Indeed, the Nordic nation of Iceland was previously a hotspot for Bitcoin mining, with its subarctic volcanic landscape providing cheap electricity and low cooling costs for mining farms.
However, at the end of last year, the country’s national electricity company, Landsvirkjun, reduced the amount of electricity it would supply to energy-intensive industries such as Bitcoin mining and metal smelting. aluminium, citing capacity issues.
Despite the continent’s limitations, there are a few places in Europe where miners have decided to settle where geography and climate play an important role in attracting business.
In Georgia, located in the Caucasus region, the large number of hydroelectric power plants built when the country was a Soviet republic – as well as its relatively small population – provided a large amount of cheap electricity to miners.
Major crypto mining companies have already set up operations in the country. In 2014, Dutch mining company Bitfury opened its first data center, with a 20 megawatt draw, in the town of Gori in eastern Georgia.
The success of Bitfury opened the eyes of many Georgians who actively started acquiring powerful video cards and creating their own small crypto-mining farms. According to the World Bank, 5% of Georgia’s population was engaged in crypto mining in 2018.
It should also be noted that Russia remains an epicenter of crypto mining thanks to low energy costs and a cold climate.
Andrei Loboda, Director of Public Relations at BitRiver – the largest provider of cryptocurrency mining colocation services in Russia – shared with Cointelegraph some specific regions where it will be convenient for miners to work if the Russian government becomes more favorable. to crypto-currencies:
“According to BitRiver, today about 300,000 people are engaged in Bitcoin mining in the Russian Federation alone. Our company performs power-intensive high-speed calculations in data centers in a number of regions of the Russian Federation, including the Irkutsk region and the Krasnoyarsk Territory. The green and digital technologies that we are implementing in our work as part of the digital energy transition have already given additional impetus to the development of territories.
Is mining worth it?
Geography is a critical element for miners to consider, whether it’s electricity and cooling costs or regulatory issues. However, there are certain expenses, like hardware, that miners will take with them wherever they go.
With the increase in demand for mining equipment and the recent fall in the markets after the 2021 bull run, when is mining worth it with all the hardware costs?
2021 has been the most profitable year for mining Ether (ETH) with GPUs since 2016. This is no surprise, as the price of Ether has more than quadrupled in the past year. But the main problem for miners is the expense of electricity and equipment, and the price of the latter is rising rapidly.

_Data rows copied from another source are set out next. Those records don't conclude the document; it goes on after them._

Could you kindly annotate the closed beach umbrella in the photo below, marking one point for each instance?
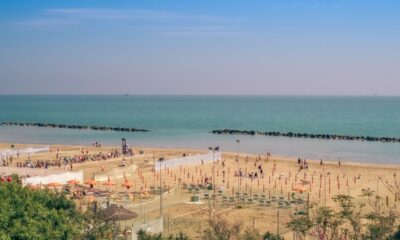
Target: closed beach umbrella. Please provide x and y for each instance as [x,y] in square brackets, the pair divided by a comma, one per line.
[109,182]
[127,184]
[73,182]
[90,182]
[299,188]
[115,213]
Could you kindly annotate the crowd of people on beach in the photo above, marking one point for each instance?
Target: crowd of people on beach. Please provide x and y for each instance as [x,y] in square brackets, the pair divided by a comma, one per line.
[66,161]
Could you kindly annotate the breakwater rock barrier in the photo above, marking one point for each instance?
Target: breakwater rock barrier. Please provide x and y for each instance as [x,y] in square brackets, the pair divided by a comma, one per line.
[309,135]
[53,125]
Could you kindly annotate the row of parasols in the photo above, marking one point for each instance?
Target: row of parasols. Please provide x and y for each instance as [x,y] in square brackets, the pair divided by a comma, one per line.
[91,182]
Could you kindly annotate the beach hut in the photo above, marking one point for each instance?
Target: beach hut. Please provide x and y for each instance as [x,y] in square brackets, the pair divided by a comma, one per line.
[115,213]
[73,182]
[90,182]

Nevertheless, while the profitability of Ether mining remains high, the payment period for equipment purchases is increasing, in part due to the London hard fork in August 2021 which reduced the payment for each block mined from 8-20 ETH to 2 ETH. Another negative factor for miners will be the long-awaited transition of the Ethereum blockchain to proof-of-stake consensus, after which they will have to start mining altcoins or recertify themselves as stakers on the network.
The Bitcoin network’s mining difficulty recently hit an all-time high despite BTC’s price falling sharply in January, which hit a monthly low of around $34,300.
It is surprising that, in this context, the cost of ASICs has not gone down. At the same time, ASIC’s payback period this year is just over 1,000 days, or almost three years. Not everyone can afford to bear these expenses for so long.
There are a multitude of changing factors for miners to consider, but one thing is clear: cryptocurrency mining is a flexible and adaptive industry, and companies have proven their willingness to move to locations more advantageous if their current location turns out to be less than ideal.